Share Incentive Plans
In January 2016, our shareholders and board of directors approved the 2016 Global Share Incentive Plan to attract and retain the best available personnel, provide additional incentives to employees, directors and consultants, and promote the success of our business. In March 2018, we amended the 2016 Global Share Incentive Plan, or the Amended and Restated 2016 Plan, so that the maximum aggregate number of ordinary shares that may be issued under the Amended and Restated 2016 Plan is 5,861,480 ordinary shares. As of December 31, 2022, options to purchase 1,801,680 ordinary shares and 3,750 restricted share units had been granted and were outstanding, excluding options or restricted share units that were forfeited or canceled after the relevant grant dates.

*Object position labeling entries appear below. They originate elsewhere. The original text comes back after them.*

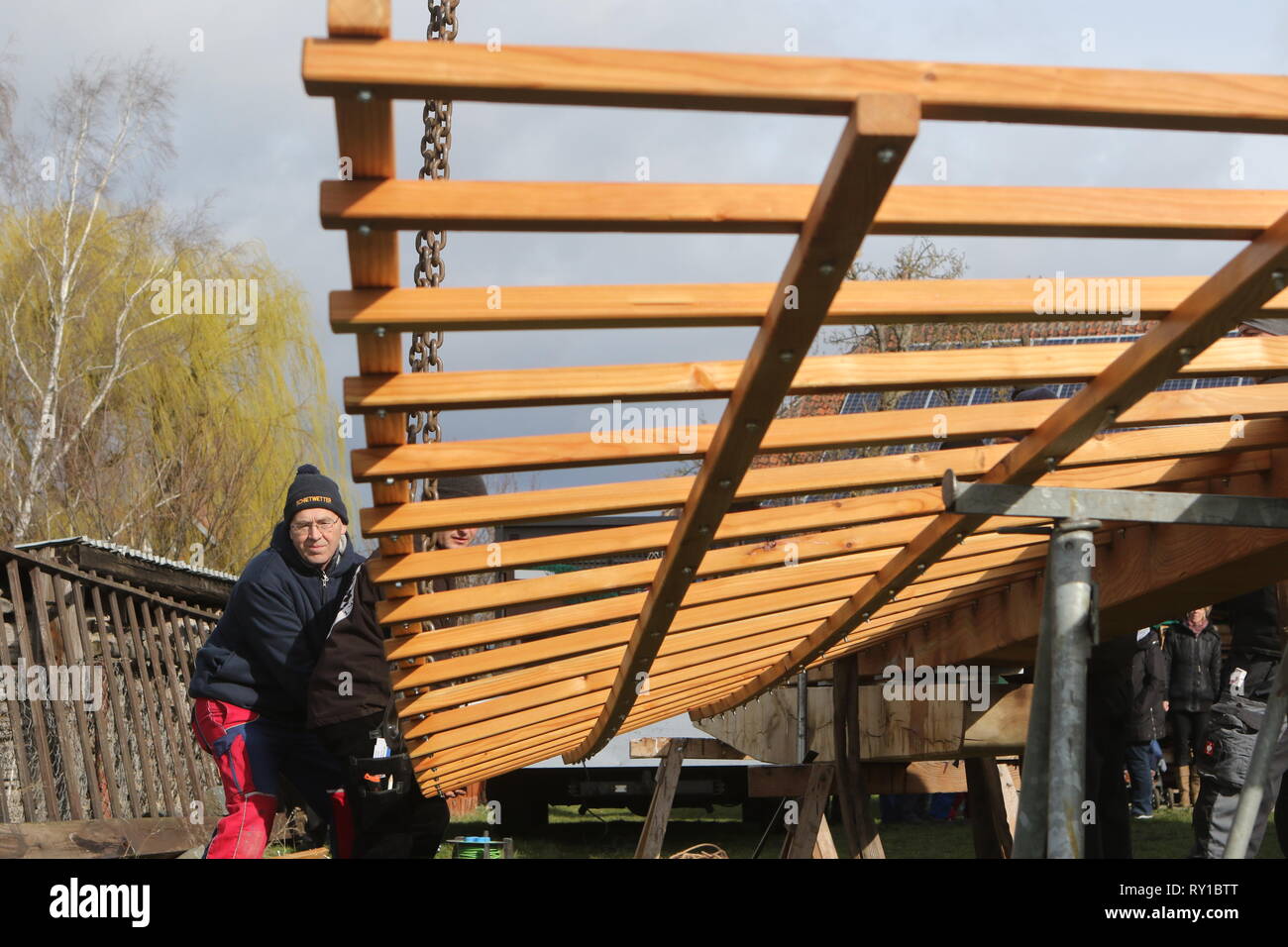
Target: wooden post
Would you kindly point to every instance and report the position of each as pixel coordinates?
(870, 840)
(660, 809)
(992, 819)
(823, 845)
(804, 835)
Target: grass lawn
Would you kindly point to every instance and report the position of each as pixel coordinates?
(613, 832)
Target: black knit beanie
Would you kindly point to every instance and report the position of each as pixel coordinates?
(312, 489)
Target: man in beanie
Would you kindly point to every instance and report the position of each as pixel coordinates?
(351, 706)
(252, 674)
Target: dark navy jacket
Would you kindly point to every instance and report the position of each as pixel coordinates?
(263, 650)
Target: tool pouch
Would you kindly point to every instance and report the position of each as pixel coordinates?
(1227, 748)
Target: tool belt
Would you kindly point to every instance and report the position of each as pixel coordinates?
(1232, 733)
(373, 774)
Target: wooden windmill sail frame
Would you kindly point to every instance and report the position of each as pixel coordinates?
(715, 626)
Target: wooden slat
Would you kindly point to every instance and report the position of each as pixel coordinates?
(812, 85)
(1240, 286)
(73, 655)
(872, 428)
(909, 209)
(44, 768)
(133, 789)
(179, 677)
(142, 705)
(664, 305)
(1017, 365)
(1111, 475)
(763, 483)
(52, 654)
(1177, 554)
(365, 134)
(872, 147)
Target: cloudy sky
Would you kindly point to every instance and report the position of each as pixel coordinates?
(246, 134)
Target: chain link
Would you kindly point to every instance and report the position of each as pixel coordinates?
(430, 270)
(424, 354)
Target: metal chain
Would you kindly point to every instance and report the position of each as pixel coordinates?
(430, 270)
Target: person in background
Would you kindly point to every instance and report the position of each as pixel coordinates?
(1256, 648)
(1145, 724)
(250, 677)
(351, 709)
(1193, 657)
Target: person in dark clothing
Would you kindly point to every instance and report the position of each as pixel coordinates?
(1145, 724)
(1256, 648)
(250, 677)
(1109, 710)
(351, 709)
(1193, 652)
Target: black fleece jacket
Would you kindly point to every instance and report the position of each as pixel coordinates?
(263, 650)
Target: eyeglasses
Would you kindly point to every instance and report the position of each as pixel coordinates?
(322, 526)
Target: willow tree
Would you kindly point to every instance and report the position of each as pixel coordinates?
(133, 412)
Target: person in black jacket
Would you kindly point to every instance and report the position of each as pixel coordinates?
(351, 709)
(250, 677)
(1193, 652)
(1145, 723)
(1256, 648)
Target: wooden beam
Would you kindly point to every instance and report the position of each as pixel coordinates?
(810, 85)
(761, 483)
(1153, 474)
(1240, 286)
(910, 209)
(884, 371)
(795, 434)
(872, 147)
(664, 305)
(365, 134)
(1190, 566)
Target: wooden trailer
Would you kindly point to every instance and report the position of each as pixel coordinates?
(722, 615)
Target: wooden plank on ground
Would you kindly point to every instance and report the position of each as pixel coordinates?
(695, 749)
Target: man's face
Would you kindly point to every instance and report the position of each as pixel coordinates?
(316, 535)
(458, 538)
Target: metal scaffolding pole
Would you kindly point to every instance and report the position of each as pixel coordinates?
(1072, 617)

In September 2018, our shareholders and board of directors approved the 2018 Share Incentive Plan to promote the success and enhance the value of our company, which became effective immediately prior to the completion of our initial public offering. Under the 2018 Share Incentive Plan, or the 2018 Plan, the maximum aggregate number of ordinary shares available for issuance is 6,733,703 ordinary shares, which shall be increased by a number equal to 1.5% of the total number of ordinary shares issued and outstanding on the last day of the immediately preceding fiscal year, each fiscal year during the term of the 2018 Plan commencing with the fiscal year ended December 31, 2019, if determined and approved by the board of directors for the relevant fiscal year. Our board of directors has approved annual increases of 2,241,253, 2,285,407, and 2,305,212 ordinary shares for the years ended December 31, 2020, 2021 and 2022, representing 1.5% of total issued and outstanding shares as of December 31, 2019, 2020 and 2021, respectively, pursuant to the 2018 Share Incentive Plan. As of December 31, 2022, options to purchase 2,612,928 ordinary shares and 3,886,908 restricted share units had been granted and were outstanding, excluding options or restricted share units that were forfeited or canceled after the relevant grant dates. The following paragraphs describe the principal terms of the Amended and Restated 2016 Plan and 2018 Plan:
Type of Awards. The Amended and Restated 2016 plan permits the awards of options, restricted share units, restricted shares, share appreciation rights, dividend equivalents and share payments. The 2018 plan permits the awards of options, restricted shares, restricted share units or other types of awards approved by the board of directors or a committee of one or more members of the board of directors.
Plan Administration. Our board of directors or a committee appointed by the board of directors will administer the plan. The committee or the board of directors, as applicable, will determine the participants to receive awards, the type and number of awards to be granted to each participant, and the terms and conditions of each grant.